Part one will also feature a special Halloween J-Horror Weekender (29 – 31 October), celebrating the phenomenon that was kick-started by directors such as Hideo Nakata, Kiyoshi Kurosawa and Takashi Miike, who all made waves internationally with their innovative and terrifying brand of horror.
Part two of the season (1 – 30 December) features 20th century Japanese films made after 1964, including the New Wave and genre classics of the 1990s. The season will spotlight directors such as Seijun Suzuki who re-energised genre cinema in exciting, radical ways and independent filmmakers such as Nagisa Ōshima, Kijū Yoshida and Mitsuo Yanagimachi, who crafted films of uncompromising individuality and political engagement that commented forcefully on issues such as racism, gender and modernisation. We go on to explore the Renaissance of both popular and art house cinema in Japan in the 1990s through the work of directors such as Shunji Iwai, Hirokazu Kore-eda and Naomi Kawase.
A two-month celebration of a century of Anime will take place at BFI Southbank throughout April and May 2022; further details of this season will be announced soon.
- BFI Japan will draw on the BFI National Archive’s collection of early films of Japan dating back to 1901, offering audiences a rare chance to see how western filmmakers captured scenes of the landscapes and people of Japan in the early 20th century. More details will be announced soon.

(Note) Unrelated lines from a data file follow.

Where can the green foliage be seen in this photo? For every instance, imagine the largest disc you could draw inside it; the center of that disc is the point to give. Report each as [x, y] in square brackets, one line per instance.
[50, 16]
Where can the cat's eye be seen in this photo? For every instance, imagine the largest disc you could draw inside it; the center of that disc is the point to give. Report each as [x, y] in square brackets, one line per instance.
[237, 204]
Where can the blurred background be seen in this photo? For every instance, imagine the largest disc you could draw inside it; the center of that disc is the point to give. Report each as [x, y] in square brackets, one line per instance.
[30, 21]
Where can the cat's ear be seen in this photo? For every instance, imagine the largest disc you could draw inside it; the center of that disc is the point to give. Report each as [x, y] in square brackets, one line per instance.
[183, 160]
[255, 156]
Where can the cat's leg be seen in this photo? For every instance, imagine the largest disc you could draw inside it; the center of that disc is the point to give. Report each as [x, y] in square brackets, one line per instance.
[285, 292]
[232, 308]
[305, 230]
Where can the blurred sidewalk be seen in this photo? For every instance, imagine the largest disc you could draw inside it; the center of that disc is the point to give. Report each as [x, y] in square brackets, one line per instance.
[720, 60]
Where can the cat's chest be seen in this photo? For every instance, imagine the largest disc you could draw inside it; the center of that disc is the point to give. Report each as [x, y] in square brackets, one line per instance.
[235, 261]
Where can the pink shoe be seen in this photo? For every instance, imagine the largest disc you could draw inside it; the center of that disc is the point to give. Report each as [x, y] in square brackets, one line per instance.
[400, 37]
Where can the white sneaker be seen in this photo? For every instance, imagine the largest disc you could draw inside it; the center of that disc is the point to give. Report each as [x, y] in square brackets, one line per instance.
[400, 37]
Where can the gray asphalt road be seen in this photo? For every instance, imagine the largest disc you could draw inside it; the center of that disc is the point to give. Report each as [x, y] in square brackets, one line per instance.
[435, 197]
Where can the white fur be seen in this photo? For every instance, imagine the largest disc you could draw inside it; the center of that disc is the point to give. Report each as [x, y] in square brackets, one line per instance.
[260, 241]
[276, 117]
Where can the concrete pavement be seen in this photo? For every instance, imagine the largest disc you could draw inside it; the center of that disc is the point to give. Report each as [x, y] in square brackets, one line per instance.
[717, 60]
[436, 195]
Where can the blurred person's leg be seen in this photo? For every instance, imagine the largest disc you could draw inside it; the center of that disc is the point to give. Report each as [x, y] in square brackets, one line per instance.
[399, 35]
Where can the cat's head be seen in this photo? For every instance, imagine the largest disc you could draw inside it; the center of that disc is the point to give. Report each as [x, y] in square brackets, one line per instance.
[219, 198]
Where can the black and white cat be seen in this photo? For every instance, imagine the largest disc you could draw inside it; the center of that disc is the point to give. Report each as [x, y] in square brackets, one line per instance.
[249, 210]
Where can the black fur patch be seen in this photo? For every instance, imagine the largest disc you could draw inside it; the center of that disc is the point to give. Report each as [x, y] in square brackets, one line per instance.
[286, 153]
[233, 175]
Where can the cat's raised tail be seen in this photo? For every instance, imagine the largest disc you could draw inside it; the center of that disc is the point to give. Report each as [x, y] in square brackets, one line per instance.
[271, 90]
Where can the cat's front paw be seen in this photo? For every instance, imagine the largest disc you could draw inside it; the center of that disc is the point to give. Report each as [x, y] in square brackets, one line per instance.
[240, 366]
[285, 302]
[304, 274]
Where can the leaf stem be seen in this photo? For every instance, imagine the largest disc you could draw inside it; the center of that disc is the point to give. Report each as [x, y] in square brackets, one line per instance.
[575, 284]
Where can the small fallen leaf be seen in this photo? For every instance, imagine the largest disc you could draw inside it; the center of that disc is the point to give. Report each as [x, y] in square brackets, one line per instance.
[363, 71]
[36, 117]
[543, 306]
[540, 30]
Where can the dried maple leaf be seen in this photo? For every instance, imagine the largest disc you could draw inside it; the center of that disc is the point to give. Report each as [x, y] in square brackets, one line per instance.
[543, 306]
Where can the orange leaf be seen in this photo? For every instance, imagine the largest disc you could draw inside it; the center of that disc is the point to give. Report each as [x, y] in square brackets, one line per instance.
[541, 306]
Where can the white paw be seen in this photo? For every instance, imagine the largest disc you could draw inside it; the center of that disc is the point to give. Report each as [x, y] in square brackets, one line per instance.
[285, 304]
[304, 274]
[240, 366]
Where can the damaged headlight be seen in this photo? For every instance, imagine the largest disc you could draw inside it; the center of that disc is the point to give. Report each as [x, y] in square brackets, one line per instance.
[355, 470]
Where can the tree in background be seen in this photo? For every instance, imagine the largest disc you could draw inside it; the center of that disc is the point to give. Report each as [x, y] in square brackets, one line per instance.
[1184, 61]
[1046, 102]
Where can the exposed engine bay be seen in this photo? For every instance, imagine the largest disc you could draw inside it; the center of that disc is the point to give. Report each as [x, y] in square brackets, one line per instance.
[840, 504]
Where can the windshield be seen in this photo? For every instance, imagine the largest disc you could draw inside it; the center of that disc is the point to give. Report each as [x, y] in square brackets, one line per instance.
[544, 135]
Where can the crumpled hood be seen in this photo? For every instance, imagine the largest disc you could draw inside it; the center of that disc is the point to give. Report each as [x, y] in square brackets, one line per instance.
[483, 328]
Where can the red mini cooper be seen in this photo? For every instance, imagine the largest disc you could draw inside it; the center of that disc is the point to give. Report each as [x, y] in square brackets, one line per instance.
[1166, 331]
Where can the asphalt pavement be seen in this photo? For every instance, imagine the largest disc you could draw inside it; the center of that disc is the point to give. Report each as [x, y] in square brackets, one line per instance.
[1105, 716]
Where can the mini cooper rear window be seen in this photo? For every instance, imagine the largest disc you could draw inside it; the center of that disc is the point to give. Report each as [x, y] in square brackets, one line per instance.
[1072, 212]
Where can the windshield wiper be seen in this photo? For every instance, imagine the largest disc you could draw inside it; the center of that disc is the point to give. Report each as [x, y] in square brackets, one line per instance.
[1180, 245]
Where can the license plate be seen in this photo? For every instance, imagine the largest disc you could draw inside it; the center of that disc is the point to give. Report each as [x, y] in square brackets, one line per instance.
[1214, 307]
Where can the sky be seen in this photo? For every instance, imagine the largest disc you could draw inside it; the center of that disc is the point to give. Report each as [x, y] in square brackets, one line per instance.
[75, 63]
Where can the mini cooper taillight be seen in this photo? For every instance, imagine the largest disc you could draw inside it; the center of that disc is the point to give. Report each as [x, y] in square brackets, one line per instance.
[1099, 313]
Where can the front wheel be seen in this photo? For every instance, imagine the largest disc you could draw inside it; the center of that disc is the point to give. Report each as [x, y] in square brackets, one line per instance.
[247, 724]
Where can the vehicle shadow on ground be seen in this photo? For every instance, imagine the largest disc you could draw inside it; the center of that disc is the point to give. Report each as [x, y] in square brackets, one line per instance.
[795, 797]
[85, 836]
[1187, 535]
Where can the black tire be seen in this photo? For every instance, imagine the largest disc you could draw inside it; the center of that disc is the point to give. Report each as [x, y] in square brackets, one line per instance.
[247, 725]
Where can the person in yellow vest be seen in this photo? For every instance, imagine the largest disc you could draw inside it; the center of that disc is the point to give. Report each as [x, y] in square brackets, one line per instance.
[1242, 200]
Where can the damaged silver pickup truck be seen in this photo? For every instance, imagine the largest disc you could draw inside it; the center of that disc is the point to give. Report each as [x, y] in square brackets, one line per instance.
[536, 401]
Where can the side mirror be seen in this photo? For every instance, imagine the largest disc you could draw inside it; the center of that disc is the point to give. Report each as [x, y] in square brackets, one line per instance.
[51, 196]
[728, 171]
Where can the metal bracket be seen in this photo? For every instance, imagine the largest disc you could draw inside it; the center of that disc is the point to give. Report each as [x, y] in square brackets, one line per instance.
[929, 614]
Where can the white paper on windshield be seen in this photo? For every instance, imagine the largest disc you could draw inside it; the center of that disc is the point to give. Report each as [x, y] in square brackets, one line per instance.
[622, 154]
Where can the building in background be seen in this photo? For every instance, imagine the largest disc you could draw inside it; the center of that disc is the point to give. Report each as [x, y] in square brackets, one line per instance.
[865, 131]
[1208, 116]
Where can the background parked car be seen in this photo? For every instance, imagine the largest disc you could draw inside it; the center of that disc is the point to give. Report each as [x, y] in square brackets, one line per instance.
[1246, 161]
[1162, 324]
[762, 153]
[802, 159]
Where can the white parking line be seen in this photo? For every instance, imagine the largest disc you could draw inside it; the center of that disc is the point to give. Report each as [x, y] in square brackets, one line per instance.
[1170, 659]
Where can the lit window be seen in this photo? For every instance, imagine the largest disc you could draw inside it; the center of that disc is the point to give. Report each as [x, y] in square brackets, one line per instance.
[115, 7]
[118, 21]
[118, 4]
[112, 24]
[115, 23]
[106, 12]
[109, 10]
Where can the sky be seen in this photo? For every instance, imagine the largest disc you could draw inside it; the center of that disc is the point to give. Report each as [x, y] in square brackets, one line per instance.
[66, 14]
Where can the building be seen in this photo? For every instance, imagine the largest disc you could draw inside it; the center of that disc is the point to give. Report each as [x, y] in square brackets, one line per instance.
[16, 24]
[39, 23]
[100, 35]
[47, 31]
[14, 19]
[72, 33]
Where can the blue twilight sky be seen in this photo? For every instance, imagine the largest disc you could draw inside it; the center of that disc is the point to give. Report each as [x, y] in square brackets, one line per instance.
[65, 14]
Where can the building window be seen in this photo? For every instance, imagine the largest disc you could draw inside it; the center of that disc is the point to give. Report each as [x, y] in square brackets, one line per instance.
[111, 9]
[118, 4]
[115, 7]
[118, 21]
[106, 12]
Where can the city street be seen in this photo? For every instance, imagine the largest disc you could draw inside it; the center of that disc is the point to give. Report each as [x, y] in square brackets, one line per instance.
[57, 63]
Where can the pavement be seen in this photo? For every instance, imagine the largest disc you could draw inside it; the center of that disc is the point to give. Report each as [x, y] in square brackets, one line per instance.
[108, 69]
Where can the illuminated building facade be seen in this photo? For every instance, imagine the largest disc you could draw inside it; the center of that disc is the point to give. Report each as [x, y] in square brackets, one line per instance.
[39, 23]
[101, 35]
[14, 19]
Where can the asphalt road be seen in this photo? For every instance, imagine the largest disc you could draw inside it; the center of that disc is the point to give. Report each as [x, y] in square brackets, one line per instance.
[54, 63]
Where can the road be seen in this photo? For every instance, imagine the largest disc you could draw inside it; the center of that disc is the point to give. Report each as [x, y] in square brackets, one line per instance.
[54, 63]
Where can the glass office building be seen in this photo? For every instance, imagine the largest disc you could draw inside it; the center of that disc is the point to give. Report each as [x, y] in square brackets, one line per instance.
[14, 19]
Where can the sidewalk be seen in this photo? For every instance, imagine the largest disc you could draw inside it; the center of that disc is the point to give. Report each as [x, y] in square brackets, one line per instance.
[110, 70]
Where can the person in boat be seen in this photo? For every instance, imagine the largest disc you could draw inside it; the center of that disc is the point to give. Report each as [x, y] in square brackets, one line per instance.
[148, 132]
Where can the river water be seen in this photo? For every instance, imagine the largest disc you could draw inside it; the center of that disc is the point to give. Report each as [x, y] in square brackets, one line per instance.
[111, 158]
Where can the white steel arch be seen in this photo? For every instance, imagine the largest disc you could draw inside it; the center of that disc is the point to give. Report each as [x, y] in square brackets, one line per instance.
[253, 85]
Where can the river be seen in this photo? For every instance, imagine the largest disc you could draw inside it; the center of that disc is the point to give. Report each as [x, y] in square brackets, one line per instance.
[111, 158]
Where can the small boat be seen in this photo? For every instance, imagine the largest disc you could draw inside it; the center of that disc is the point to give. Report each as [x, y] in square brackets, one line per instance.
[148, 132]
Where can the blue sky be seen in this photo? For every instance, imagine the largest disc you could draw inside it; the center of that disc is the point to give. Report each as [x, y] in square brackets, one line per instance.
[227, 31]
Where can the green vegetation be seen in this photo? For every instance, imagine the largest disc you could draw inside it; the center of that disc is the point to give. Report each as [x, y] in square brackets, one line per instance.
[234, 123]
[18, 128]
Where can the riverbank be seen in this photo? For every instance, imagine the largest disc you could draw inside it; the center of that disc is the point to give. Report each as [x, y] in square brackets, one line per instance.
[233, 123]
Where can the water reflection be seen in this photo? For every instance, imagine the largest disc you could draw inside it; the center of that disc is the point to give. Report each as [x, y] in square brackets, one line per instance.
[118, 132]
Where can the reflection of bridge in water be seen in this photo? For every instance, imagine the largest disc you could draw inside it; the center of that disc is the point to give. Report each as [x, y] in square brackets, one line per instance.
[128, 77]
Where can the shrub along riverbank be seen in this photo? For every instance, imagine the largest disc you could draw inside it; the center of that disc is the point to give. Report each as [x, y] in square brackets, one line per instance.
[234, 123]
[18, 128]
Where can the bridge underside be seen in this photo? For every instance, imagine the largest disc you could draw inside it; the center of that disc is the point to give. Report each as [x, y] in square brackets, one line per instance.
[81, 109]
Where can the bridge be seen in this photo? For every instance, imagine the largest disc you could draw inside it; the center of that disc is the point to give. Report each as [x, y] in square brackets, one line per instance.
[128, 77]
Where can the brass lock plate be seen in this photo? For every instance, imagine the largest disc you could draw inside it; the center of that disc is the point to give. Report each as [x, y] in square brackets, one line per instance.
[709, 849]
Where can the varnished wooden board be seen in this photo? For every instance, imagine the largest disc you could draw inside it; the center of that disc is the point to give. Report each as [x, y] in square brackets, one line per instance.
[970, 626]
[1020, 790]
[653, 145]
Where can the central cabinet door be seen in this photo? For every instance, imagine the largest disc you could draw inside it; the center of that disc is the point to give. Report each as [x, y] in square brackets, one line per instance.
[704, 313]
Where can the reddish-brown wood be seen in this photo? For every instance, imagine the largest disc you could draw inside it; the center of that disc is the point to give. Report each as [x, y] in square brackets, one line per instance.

- The BFI is working closely with the National Lottery funded BFI Film Audience Network (FAN) to enable cinemas across the UK to host special screenings and events as part of BFI Japan. Seasons and events will include ‘Japan ‘70: Cinema on the Edge’ at HOME, Manchester (Oct-Dec); selected screenings at the ‘Japanese Avant-Garde and Experimental Film Festival’ at Barbican, London (Sept); Kotatsu Japanese Animation Festival 2021 at Cardiff Chapter and Aberystwyth Arts Centre (Sept-Oct); Matchbox Cineclub Presents: Kaleidoscope Realms (date TBC) at Centre for Contemporary Arts, Glasgow; and screenings at the Yorkshire Silent Film Festival (Oct) at Abbeydale Picture House, Sheffield. Full details of all UK-wide screenings will be announced soon.
- The BFI has also curated a BFI Japan Tour, featuring classics from Yasujirō Ozu and Akira Kurosawa, alongside titles like Kon Ichikawa’s wildly melodramatic An Actor’s Revenge (1963) and Toshio Matsumoto’s kaleidoscopic masterpiece Funeral Parade of Roses (1969). The tour will visit cinemas across the UK and will feature many new 4K restorations – venues will be confirmed soon.
- The existing BFI Japan collection available to subscribers of BFI Player, including major focuses on Akira Kurosawa and Yasujirō Ozu, will be updated with new classic and contemporary titles.
- The BFI Southbank Mediatheque – which gives audiences free access to over 90,000 film and TV titles from the BFI National Archive – will feature a new collection to coincide with BFI Japan. Lost in Japan (available from 18 October) will explore depictions of Japan, its culture and relationship with the UK across the past five decades.